Posted: Thu Aug 12, 2021 9:20 am
by fabstat
I have performed EFA with principal axis extraction in Jamovi and in SPSS (on correlation matrix).

If the first eigenvalue shows a small difference (11.302 in jamovi versus 11.927 in SPSS), I find huge difference in the remaining eigenvalues: on the whole 4 eigenvalues greater then 1 in Jamovi (11.30, 1.90, 1.72, 1.09) versus 10 in SPSS (11.93, 2.63, 2.58, 1.91, 1.61, 1.40, 1.31, 1.13, 1.05, 1.00).

How is it possible?
Thank you for your help.

Re: Principal axis for EFA Jamovi versus SPSS

Posted: Thu Aug 12, 2021 5:38 pm
by iceberg273
Did you use the same rotation for both? The default rotations are different in SPSS and jamovi.

EDITED: Nevermind--I see that the issue is with [initial] eigenvalues, which won't change with rotation.

Re: Principal axis for EFA Jamovi versus SPSS

Posted: Tue Aug 17, 2021 9:13 am
by Ravi
So the eigenvalues that are associated with the common factor analysis (or EFA) are the eigenvalues of the common factor solution. I think SPSS shows the eigenvalues of the covariance matrix (like in PCA in jamovi). So this could explain the difference. You can compare the SPSS eigenvalues to the PCA eigenvalues in jamovi to check whether they are the same.

Re: Principal axis for EFA Jamovi versus SPSS

Posted: Tue Aug 24, 2021 1:43 am
by mgabriel
Actually SPSS performs an EFA that's not a real EFA, but a PCA, and has no parallel analysis implemented. Stay away from it.
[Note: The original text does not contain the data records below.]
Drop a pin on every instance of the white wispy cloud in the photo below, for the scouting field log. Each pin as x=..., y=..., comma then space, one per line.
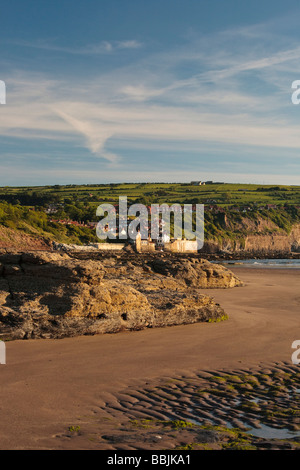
x=102, y=47
x=193, y=95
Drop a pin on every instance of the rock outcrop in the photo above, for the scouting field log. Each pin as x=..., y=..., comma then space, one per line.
x=53, y=295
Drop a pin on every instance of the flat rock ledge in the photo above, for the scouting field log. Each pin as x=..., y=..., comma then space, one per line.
x=57, y=295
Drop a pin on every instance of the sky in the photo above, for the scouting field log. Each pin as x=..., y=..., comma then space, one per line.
x=108, y=91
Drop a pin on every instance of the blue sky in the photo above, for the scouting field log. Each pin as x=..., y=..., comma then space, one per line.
x=132, y=90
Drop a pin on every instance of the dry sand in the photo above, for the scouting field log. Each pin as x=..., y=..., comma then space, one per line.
x=49, y=385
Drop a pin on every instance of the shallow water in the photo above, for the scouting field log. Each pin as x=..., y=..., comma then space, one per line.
x=268, y=432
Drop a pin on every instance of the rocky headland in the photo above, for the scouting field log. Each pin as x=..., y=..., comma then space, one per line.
x=56, y=295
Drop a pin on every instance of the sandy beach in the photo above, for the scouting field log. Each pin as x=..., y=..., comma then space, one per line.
x=72, y=393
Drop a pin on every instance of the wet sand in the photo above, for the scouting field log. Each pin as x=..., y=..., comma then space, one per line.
x=48, y=387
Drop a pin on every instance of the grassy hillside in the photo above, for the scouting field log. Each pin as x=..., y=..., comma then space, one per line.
x=229, y=208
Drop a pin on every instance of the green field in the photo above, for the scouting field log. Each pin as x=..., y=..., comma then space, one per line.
x=220, y=194
x=39, y=210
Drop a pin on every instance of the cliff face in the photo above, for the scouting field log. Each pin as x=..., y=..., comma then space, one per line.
x=256, y=236
x=52, y=295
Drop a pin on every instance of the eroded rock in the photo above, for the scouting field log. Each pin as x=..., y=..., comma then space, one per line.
x=53, y=295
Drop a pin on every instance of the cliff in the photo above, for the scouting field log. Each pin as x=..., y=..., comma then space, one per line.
x=253, y=235
x=53, y=295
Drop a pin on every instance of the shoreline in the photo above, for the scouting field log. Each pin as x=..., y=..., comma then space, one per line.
x=50, y=385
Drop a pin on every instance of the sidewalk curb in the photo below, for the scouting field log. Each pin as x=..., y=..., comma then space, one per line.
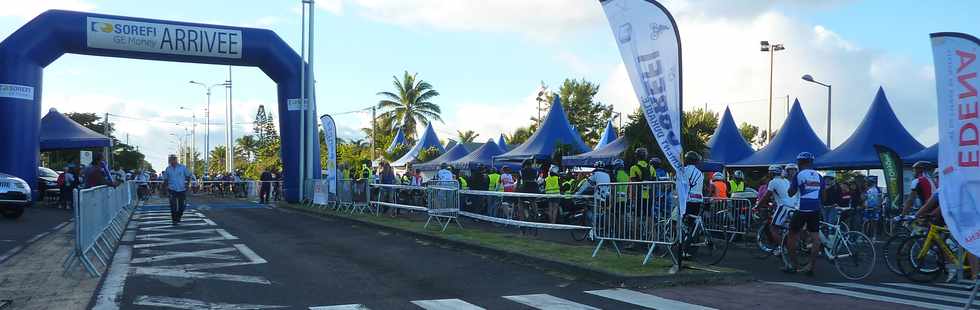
x=545, y=264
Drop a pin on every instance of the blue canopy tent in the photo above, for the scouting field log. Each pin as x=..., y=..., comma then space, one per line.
x=727, y=144
x=554, y=129
x=482, y=155
x=605, y=154
x=794, y=136
x=58, y=132
x=428, y=139
x=608, y=136
x=398, y=140
x=930, y=154
x=456, y=152
x=502, y=144
x=880, y=126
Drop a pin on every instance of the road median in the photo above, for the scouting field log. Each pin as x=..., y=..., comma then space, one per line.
x=573, y=260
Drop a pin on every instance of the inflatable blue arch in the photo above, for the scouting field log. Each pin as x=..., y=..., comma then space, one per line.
x=26, y=52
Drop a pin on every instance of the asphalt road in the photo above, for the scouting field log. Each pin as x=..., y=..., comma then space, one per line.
x=244, y=255
x=35, y=223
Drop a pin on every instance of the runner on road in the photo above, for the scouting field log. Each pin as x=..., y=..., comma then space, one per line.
x=175, y=179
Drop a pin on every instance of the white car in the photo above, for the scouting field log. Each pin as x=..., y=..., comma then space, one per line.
x=15, y=195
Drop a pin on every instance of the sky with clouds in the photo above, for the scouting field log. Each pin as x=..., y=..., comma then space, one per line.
x=489, y=57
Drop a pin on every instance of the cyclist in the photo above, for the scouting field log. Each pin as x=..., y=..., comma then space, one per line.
x=777, y=191
x=922, y=187
x=808, y=184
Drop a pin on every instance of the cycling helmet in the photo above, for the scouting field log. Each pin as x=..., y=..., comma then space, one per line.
x=692, y=157
x=641, y=152
x=922, y=164
x=805, y=156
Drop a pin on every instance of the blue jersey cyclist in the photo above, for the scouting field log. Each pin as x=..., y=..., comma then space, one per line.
x=807, y=184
One concern is about the nature of your data: ordinal or continuous? you must check the proper correlation (i.e.: polychoric, tethracoric, pearson, spearman, kendall) before decide the number of factors to retain, so on and so forth,

Re: Principal axis for EFA Jamovi versus SPSS

Posted: Thu Sep 16, 2021 1:30 pm
by fabstat
Ravi wrote:So the eigenvalues that are associated with the common factor analysis (or EFA) are the eigenvalues of the common factor solution. I think SPSS shows the eigenvalues of the covariance matrix (like in PCA in jamovi). So this could explain the difference. You can compare the SPSS eigenvalues to the PCA eigenvalues in jamovi to check whether they are the same.
Ravi wrote:So the eigenvalues that are associated with the common factor analysis (or EFA) are the eigenvalues of the common factor solution. I think SPSS shows the eigenvalues of the covariance matrix (like in PCA in jamovi). So this could explain the difference. You can compare the SPSS eigenvalues to the PCA eigenvalues in jamovi to check whether they are the same.
I dont think it's that because in my SPSS syntax choose METHOD = CORRELATION

Re: Principal axis for EFA Jamovi versus SPSS

Posted: Thu Sep 16, 2021 1:41 pm
by fabstat
mgabriel wrote:Actually SPSS performs an EFA that's not a real EFA, but a PCA, and has no parallel analysis implemented. Stay away from it. One concern is about the nature of your data: ordinal or continuous? you must check the proper correlation (i.e.: polychoric, tethracoric, pearson, spearman, kendall) before decide the number of factors to retain, so on and so forth,
Thank you for this information: the figures of SPSS EFA on my data are the same as the one from JAMOVI PCA. Do you have a reference about this problem of SPSS EFA?

Does this mean that all the articles that I have read about the validation of an instrument (in the field of psychology) with EFA SPSS are partially incorrect?